The struggle is real in rural Minnesota, people. Oh, sure, you city slickers have it pretty easy when you need a bunch of crickets for whatever you need crickets for. But in rural Minnesota? It’s cricket eat cricket out there.
Christopher Ingraham, the Washington Post writer who moved to Red Lake County without properly checking the cricket situation a few years ago, is finding that out. The cricket store is pretty far away (North Dakota) when you live out in the parts of the state where you can actually hear crickets, but the investment in rural broadband is really paying off.
He told his story on Twitter:
They were in a cardboard box. And I cut the tape and opened the box and SURPRISE! Crickets everywhere. It was the middle of the workday and I didn't have time to deal with cricket logistics, so I put the tape back on the box.
— Christopher Ingraham (@_cingraham) December 29, 2018
About 20 minutes later I'm back at work on my computer, and I hear my wife in the kitchen: "where are these goddamn crickets coming from." I freely admit I had not kept her fully up-to-date on my cricket purchasing plans.
— Christopher Ingraham (@_cingraham) December 29, 2018
With the benefit of hindsight, this was a mistake.
— Christopher Ingraham (@_cingraham) December 29, 2018
I say "That's a good question. Let me check something." I walk over to the bathroom. I open the door. There are crickets. Everywhere.
— Christopher Ingraham (@_cingraham) December 29, 2018
For some reason my first instinct is to flush the toilet, as if that will do anything to solve the problem of crickets in all the other places that were not the toilet. I shut the door. "Uh, don't come in here!" I try to sound cheerful.
— Christopher Ingraham (@_cingraham) December 29, 2018
Of course by this point many had migrated elsewhere. They were in the closet. In the shoes. Making their way downstairs to the playroom. The cats were having what I can only imagine was the greatest day of their lives.
— Christopher Ingraham (@_cingraham) December 29, 2018
I make this information public because if I do not send any tweets tomorrow, it is because my wife murdered me after finding a cricket in our bed in the middle of the night.

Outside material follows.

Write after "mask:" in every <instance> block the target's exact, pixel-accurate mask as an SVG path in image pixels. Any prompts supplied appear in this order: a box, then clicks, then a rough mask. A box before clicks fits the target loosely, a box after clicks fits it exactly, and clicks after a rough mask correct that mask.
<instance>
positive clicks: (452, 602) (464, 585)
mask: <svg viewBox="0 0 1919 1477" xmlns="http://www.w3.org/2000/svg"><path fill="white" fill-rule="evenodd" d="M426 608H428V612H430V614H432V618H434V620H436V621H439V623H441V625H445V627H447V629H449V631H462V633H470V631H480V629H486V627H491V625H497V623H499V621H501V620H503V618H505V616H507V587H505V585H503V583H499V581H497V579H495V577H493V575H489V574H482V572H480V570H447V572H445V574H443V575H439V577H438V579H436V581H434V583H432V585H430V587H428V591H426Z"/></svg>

And that's the news from Red Lake Falls.
— Christopher Ingraham (@_cingraham) December 29, 2018
When you have a blog or a column, everything is worthy of a post. Ingraham’s editor demanded a column on crickets. He got a column on crickets.
And now, the nation couldn’t give a damn about Fergus Falls.
All comments are mandatory reading.
in every relationship there is the accidental cricket-releaser person and the where-are-all-these-damn-crickets-coming from person, look in your soul and ask: which am I?